It was hard to get started on racing at Berlin Speedway’s 59th Anniversary night with rain washing out all practices and qualifying. Patient fans and teams from the Vintage Racing Organization of America, Coors Lite Late Models, Engine Pro Super Stock and Kerkstra Services Pro Stock divisions held on. Each class ran an Australian Pursuit race in stead of a Fat Car Dash because qualifiers were never chosen.
Those races were exciting with line ups placing division points leaders at the rear of the pack and last place on the pole of a single file start around a cone at the start finish line. If a driver got passed they were done. In each case a few more laps for the fast car might have given them the victory, but hungry drivers without wins didn’t give up easy and most pole sitters took home wins.
Divisions will run double features on their next night of scheduled racing. So with news to report this week in short supply, lets look back about a week to the ARCA ReMax Series presented by Generac. From that night came an experience of a life time for this reporter, when a seventy-five year old Nascar, USAC and ARCA veteran of over seven hundred starts took a minute out of watching - with other ARCA stars - local Pro Stock drivers race, to compliment my hat.
Something about my leather Civil War era hat struck James Hylton into approaching me to ask where it had come from. What a nice guy, who could have hung with the crowd of young drivers all trying to hear just a little bit of his wisdom just before a big race, but took a moment to talk to one of the locals as just ‘one of the guys’. Not being one to pass up an opportunity, I asked him if he had time for a few questions. He pulled out a cigar, lit it and said, “shoot’.
Even with over six hundred Nascar starts it didn’t take a blink of an eye for him to come up with his favorite win. “In 1966, the year I won Rookie of the Year’, I beat Richard Petty on his home track in Virginia at the Richmond 500 by fifteen seconds. How many people can say that.” That year he had placed second in points to David Pearson and took home quite a few second place finishes, but to the likes of Richard Petty, Bobby Allison and Cale Yarborough. He also took second in points after Petty in 1967 and 71’.
Hylton plans on entering the Datona 500 next year and is currently fifteenth in the ARCA standings, so he shows no signs of stopping.
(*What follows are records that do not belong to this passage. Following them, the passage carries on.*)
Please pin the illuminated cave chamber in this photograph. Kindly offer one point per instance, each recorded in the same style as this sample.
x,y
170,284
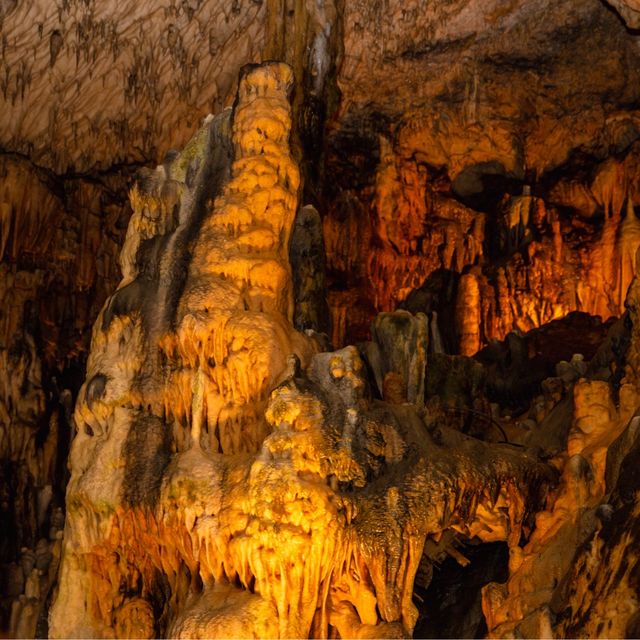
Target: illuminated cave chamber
x,y
365,357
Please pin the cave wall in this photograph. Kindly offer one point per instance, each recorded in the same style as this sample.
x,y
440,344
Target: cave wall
x,y
475,164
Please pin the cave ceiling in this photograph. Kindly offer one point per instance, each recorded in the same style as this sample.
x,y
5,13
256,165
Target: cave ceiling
x,y
514,87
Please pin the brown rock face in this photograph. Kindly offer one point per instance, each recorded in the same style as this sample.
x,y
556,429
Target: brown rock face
x,y
365,355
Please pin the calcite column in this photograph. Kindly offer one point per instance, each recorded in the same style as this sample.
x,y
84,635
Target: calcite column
x,y
183,357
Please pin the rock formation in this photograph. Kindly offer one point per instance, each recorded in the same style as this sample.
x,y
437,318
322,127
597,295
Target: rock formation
x,y
360,360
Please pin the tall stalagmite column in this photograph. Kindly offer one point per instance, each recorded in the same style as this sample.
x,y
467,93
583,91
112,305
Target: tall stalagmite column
x,y
185,352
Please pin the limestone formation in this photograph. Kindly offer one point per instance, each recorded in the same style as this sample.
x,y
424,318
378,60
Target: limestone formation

He was very thankful about his staying power in explaining, “When you can race all your life and do what you like to do, that’s hard to come by’. From wins in Camaro’s on road courses in the GT Division at Datona on up to the Talladega 500, he’s proven he’s also still good at what he loves.
“We could be standing here chatting and have Richard Petty walk up, and I know the first thing out of his mouth would be, ya know I’d have got you at Richmond if they’d thrown that caution for the ambulance trying to get out of the infield”, he laughed in explaining that it’s still a rivalry between friends. “Richard got with me by beating me out for the championship those two years.”
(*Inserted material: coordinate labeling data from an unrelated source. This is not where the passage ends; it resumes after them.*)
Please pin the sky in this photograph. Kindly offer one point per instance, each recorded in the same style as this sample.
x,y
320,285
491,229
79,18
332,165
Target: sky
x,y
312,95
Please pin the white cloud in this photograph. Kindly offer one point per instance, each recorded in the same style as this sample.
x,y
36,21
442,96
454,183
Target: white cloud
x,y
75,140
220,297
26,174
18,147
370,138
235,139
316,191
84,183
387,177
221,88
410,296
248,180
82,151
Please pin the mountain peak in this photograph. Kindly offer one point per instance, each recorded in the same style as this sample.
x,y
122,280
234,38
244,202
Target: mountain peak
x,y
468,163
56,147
As the pit area speakers called drivers to the make ready shoot for their feature he went to excuse himself but stopped to laugh with us one more time when a young ARCA driver named Tyler Nawrocki joked, “just to let you know I’m on deck, cause I’m gonna beat him here tonight.”
I posted pictures on our web site michigancircletrack.com of Mr. Hylton with a group of young drivers and team members huddled around him, hanging on every word. Check them out to get the full picture of a humble gentleman who still has allot to give to younger drivers, but still sees himself as one of them.